Just last month he was back in his own country, relaxing with his five sons as they smoked and drank their thick coffee for what seemed to be hours. Looking at the lot of them, he remembered his own youth as one of two boys in a family that included his four sisters. He thought that when he married, he would allow his wife one daughter to be a companion to her and insist that the others be males. Fate and a little medical intervention made it so, but the girl turned out to be just like her brothers, even worse. Sanaa was a bitch, even without the Oxford and Ivy League graduate degrees of her investment-crazed brothers. She married a man in the mold of her brothers, but with ten times the ambition and well-schooled in the subterfuge that had made her father’s financial dealings so effective. “My disciple, my son-in-law,” Fahim mused rather grimly. Then he nodded off again and, feeling the opiate dripping in his veins to be somewhat inadequate, focused on the light as an experiment befitting a man of science in full possession of his reasoning faculties.

“Stop,” he said, and it stopped. Then it hovered above his vision like a contact lens that takes just a few seconds to fully adjust. It was as if he were seeing through a transparent sequin—the colors everywhere seemed almost too bright. He could feel the sun bouncing off what, incredibly, seemed pink sandstone walls and the fuchsia, lemon yellow, and purple of the women’s clothing, which also seemed spangled with tiny mirrors like so many stars. Everyone seemed to be smiling, ignorant, Fahim thought, of the immodest dress of the women, which in his country was forbidden. Then he became conscious that he was not alone.

“What did you promise and what was your gift?” someone or something was asking him, and for a moment, it seemed like a riddle and then the meaning became instantly clear. He felt as if he were surrounded by people who for once were genuinely interested in his well-being. “Fahim," someone was telling him, “answer Shubha, don’t be afraid,” and he again found himself under the loving gaze of she who had died giving birth to his only brother. He then turned to address Shubha and recognized her immediately.

“If you can’t answer right now, don’t worry, you will soon learn what they were and if you truly repent, all will be forgiven," she said in a voice that mingled concern and a touch of regret. Mustering his courage, Fahim asked her what had been her own mission. In response, she quietly embraced him. Suddenly, he found himself back at his hospital room, where the only sound was that of the nurses walking slowly about as they plucked all the wires that had bound him to this world, unaware that he was floating above them, an arc of translucent flame, holding hands with and beaming at his new friend. “In answer to your question,” she was saying, “my gift was to discover the cure for your disease and my promise was to work to overcome each and every obstacle to make it happen. Unfortunately, I was never given the chance.”

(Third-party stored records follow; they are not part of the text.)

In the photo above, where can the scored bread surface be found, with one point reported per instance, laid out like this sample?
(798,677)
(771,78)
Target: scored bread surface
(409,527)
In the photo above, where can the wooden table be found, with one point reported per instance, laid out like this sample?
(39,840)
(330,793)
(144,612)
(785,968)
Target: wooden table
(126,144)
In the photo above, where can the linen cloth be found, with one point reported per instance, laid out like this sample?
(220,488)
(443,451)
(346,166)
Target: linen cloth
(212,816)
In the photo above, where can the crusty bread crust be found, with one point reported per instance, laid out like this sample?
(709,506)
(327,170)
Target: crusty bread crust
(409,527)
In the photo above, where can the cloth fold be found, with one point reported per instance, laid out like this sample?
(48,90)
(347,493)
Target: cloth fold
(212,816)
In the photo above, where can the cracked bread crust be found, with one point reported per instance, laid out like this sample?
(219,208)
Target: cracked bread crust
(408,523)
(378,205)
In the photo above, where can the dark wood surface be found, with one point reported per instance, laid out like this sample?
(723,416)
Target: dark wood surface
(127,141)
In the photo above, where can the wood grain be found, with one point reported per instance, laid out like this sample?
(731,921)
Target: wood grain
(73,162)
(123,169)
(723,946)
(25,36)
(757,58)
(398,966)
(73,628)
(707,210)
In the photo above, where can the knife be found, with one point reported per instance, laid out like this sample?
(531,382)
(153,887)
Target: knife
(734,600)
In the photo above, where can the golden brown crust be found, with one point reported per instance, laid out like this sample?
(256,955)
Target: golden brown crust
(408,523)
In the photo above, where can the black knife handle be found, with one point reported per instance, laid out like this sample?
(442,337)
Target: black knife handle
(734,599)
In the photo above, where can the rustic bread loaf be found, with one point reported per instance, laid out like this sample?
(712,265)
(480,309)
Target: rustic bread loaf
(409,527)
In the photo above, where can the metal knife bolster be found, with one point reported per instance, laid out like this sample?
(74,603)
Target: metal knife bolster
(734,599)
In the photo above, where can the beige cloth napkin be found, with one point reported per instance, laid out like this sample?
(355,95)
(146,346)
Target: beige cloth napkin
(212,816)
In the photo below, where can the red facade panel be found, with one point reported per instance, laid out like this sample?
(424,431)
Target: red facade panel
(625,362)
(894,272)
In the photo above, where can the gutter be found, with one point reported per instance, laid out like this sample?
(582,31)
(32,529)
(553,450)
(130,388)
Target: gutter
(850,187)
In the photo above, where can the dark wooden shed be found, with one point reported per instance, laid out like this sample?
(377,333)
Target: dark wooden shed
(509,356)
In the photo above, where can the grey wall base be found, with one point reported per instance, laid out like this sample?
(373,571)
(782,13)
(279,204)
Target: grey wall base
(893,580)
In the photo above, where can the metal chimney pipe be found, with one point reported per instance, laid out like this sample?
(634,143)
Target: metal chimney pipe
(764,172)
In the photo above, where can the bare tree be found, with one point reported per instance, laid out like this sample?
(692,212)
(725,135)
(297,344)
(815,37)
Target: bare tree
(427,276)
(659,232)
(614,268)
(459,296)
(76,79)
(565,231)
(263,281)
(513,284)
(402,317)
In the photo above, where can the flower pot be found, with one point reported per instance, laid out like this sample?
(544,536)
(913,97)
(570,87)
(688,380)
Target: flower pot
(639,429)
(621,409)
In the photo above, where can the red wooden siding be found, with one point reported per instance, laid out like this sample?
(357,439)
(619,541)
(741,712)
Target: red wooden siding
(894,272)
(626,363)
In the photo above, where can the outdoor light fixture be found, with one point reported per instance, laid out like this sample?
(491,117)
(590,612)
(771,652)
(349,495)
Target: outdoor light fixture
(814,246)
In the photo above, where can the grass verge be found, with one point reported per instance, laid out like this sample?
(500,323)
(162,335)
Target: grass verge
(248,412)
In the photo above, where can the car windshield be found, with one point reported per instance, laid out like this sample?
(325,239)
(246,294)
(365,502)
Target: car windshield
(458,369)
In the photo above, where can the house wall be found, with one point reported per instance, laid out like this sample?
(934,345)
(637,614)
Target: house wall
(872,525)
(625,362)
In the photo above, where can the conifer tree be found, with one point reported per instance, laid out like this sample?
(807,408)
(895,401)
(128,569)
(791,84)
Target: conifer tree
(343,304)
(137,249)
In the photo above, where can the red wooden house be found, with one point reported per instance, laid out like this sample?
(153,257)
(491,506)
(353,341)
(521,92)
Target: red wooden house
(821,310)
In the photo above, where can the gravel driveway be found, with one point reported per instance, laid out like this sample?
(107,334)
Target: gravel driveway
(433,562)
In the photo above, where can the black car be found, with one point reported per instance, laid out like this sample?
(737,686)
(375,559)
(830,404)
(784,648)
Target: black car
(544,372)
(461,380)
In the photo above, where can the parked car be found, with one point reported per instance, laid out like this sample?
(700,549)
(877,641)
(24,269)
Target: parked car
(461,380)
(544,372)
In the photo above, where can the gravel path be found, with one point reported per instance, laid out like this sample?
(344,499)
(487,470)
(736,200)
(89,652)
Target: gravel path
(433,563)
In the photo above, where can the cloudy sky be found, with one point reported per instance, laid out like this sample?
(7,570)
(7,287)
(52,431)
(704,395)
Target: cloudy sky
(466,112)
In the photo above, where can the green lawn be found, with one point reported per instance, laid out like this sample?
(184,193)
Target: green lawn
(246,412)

Then together they appeared in the night sky above a small concrete house in the city of pink sandstone so lately visited and saw a thin, almost waifish girl who could not have been above seventeen or eighteen years old carefully, and as not to be seen by anybody else, gather a few flowers and pat them to the heaped top of a newly-dug, tiny grave next to three others that had since sunken to the level of the ground.